I believe it and there's a few of them who post here but more on pm. I remember watching a few competitors sit down and eat breakfast a few years back before the wsm competition. Wow is all I can say. And then Brian shaw set down and ate at some restaurant with Phil and winner of a basketball game had to pay for dinner.


----------



## BigBob (Oct 23, 2014)

I just know how hard it is trying to get 4000 calories a day in! Now 3000 feels like a lot. I'm getting old.....


----------



## Phoe2006 (Oct 23, 2014)

Its all not clean food though. I've known someone who would devour a gallon of ice cream daily


----------



## Big-John (Oct 24, 2014)

I find it hard to believe. I'm shoving 4000 down a day right now and it can be tough. 10000 a day I can see.


----------



## MattG (Oct 24, 2014)

The fact that the article states he mainly eats turkey, rice and eggs makes the 20,000 calorie claim seem far fetched...because none of those are high calorie foods. Maybe he slams a few blenders worth of gainer every day.lol


----------



## Phoe2006 (Oct 24, 2014)

Meeting of Phil Heath and Brian Shaw - YouTube


----------



## Big-John (Oct 24, 2014)

I guess its possible. He is a big guy. 6'8 400 pounds is a lot of man. LOL


----------



## Sandpig (Oct 24, 2014)

MattG said:


> *The fact that the article states he mainly eats turkey, rice and eggs makes the 20,000 calorie claim seem far fetched*...because none of those are high calorie foods. Maybe he slams a few blenders worth of gainer every day.lol



Yea that's the problem I have with the statement.

If the article said he eats everything and anything he can get his hands on, It would be more believable.

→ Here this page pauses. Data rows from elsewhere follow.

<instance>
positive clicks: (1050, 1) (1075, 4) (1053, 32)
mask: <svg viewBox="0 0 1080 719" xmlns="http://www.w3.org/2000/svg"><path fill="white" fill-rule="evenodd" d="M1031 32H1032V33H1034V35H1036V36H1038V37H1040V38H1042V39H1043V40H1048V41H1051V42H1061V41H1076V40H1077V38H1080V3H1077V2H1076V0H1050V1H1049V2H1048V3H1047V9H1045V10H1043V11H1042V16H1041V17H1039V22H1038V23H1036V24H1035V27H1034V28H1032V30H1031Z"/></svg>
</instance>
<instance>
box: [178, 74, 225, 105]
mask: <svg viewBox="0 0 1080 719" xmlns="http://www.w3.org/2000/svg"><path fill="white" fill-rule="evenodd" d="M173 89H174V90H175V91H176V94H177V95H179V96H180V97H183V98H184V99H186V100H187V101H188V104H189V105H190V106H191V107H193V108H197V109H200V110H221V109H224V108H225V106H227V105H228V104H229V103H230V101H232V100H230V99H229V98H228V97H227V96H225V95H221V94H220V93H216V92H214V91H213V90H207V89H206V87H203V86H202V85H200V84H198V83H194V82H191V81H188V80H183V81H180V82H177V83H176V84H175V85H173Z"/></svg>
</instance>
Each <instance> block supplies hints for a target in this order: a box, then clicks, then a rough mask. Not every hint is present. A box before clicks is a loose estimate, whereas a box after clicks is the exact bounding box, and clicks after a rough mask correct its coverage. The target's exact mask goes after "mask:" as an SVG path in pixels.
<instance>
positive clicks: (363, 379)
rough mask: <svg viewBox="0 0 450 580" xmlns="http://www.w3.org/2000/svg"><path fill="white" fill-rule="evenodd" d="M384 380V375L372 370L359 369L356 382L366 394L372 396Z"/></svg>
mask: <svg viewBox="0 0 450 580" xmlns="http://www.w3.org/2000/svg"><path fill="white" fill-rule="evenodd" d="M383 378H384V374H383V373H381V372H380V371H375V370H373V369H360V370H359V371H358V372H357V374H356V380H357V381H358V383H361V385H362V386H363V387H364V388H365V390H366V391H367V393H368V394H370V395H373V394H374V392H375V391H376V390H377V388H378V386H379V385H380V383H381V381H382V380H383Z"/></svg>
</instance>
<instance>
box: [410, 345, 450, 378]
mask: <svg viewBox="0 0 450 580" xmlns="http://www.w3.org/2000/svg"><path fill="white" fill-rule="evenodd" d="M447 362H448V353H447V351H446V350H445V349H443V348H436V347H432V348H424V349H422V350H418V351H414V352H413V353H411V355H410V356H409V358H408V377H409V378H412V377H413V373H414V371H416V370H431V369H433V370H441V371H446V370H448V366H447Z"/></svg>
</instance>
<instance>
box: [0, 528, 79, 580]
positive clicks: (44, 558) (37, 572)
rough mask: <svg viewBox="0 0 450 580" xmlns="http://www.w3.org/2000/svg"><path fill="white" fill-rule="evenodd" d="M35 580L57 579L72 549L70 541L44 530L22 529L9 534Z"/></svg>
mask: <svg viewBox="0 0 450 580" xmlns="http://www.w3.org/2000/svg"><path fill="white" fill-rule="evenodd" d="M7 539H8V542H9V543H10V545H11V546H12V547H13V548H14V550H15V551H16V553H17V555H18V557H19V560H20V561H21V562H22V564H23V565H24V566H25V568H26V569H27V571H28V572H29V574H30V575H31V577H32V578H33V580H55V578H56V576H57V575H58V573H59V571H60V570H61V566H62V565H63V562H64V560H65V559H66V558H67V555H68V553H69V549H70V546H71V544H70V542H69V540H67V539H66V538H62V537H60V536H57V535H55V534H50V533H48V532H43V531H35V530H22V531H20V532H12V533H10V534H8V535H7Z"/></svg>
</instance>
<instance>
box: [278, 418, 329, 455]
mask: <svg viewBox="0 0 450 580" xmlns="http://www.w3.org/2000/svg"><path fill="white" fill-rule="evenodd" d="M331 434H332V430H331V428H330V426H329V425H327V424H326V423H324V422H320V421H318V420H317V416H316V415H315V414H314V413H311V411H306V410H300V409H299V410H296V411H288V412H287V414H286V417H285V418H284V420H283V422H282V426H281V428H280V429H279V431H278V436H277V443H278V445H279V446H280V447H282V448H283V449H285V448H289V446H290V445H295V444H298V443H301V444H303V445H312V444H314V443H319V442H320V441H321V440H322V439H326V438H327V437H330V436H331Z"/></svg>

Oh and I've met this guy before. Two years ago he competed in a show here. The man is F'n huge.


----------



## BigBob (Oct 24, 2014)

Phoe2006 said:


> Meeting of Phil Heath and Brian Shaw - YouTube


OK. Shaw is phucking huge. I could see him eating 1500 calories per meal x 6 meals,  But not 20,000. Whatever its still a massive amount of food. And that shit has got to cost him plenty.


----------



## Marshall (Oct 25, 2014)

Got to be calorie dense food.


----------



## Sandpig (Oct 25, 2014)

Marshall said:


> Got to be calorie dense food.



Exactly.


----------